Hannon won the 2007 Choice Music Prize for his 2006 album, Victory for the Comic Muse.

It was announced the following day that he had left EMI by 'mutual consent'.

When the band Keane played at the O2 Arena in London that July, "A Bad Dream" was introduced by Hannon, who read the poem "An Irish Airman Foresees His Death" by W. B. Yeats, upon which the song is based.

2009

In 2009, Hannon collaborated with Thomas Walsh from the Irish band Pugwash to create a cricket-themed pop album, under the name the Duckworth Lewis Method.

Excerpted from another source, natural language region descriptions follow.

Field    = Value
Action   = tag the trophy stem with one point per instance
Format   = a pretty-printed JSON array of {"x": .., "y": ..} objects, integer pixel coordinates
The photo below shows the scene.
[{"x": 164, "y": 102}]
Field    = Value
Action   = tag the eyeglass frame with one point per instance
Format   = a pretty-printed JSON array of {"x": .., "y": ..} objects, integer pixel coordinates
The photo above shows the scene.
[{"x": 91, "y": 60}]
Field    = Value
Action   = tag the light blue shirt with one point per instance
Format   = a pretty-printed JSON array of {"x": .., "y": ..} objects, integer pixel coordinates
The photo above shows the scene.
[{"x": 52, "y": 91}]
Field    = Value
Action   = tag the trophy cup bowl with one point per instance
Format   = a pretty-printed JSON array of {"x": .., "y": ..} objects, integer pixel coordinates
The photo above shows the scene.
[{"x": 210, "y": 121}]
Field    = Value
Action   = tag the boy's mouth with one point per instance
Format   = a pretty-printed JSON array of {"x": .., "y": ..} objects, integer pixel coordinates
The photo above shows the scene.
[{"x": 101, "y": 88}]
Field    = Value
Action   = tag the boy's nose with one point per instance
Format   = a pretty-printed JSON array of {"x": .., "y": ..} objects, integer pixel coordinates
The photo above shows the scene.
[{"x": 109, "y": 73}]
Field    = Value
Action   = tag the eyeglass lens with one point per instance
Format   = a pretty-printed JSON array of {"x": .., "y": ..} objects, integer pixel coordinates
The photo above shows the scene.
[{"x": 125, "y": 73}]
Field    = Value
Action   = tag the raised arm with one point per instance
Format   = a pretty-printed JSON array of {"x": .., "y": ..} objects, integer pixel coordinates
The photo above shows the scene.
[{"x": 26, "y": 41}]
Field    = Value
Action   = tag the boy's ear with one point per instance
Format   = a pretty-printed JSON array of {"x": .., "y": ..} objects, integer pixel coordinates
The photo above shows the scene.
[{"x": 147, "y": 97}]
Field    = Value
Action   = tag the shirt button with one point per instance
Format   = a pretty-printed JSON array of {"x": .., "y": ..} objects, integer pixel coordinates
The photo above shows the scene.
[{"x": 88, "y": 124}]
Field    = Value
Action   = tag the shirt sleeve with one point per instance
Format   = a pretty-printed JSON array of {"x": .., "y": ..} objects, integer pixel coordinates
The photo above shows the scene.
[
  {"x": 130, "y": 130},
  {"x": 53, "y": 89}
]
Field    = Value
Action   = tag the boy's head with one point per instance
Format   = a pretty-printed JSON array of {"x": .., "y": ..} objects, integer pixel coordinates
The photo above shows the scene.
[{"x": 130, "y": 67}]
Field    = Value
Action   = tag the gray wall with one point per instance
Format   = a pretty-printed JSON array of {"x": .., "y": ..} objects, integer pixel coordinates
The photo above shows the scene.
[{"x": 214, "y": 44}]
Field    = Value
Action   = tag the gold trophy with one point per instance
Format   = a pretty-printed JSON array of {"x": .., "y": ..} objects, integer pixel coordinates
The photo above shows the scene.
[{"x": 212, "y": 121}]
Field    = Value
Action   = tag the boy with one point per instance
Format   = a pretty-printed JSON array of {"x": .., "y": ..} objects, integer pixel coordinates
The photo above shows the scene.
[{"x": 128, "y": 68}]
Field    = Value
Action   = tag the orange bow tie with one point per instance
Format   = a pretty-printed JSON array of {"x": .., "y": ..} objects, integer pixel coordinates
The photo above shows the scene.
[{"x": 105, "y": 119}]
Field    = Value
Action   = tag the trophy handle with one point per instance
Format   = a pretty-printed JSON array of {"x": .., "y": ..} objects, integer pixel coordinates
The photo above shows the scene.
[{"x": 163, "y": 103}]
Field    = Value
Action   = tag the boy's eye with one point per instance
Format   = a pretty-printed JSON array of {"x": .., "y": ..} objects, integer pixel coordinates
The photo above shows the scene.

The first single, "The Age of Revolution", was released in June 2009, and was followed by an eponymous full-length album the week after.

2010

A new Divine Comedy album, Bang Goes the Knighthood, was released in May 2010.

2012

On 20 April 2012, Hannon's first opera commission, Sevastopol, was performed by the Royal Opera House in London.

The piece was part of a program called OperaShots, which invites musicians not typically working within the opera medium to create an opera, and was based upon Leo Tolstoy's Sevastopol Sketches.

2013

The group's second album, Sticky Wickets, came out in 2013.

Hannon's second opera for which he composed the music, In May (with book by Frank Alva Buecheler and English translations by Tim Clarke), premiered at Lancaster University's Nuffield Theatre in May 2013.

2014

In 2013, Hannon was commissioned by the Southbank Centre to compose a piece for the Royal Festival Hall's refurbished organ: To Our Fathers in Distress, "a kind of oratorio" for chorus, strings and organ, premiered at the Hall in London on 22 March 2014, as part of the Pull Out All the Stop Festival, and was inspired by Hannon's father, the Rt Rev Brian Hannon, who had suffered from Alzheimer's disease before his death in 2022.

2019

Hannon continues to release albums under the Divine Comedy name, the most recent being Office Politics (2019).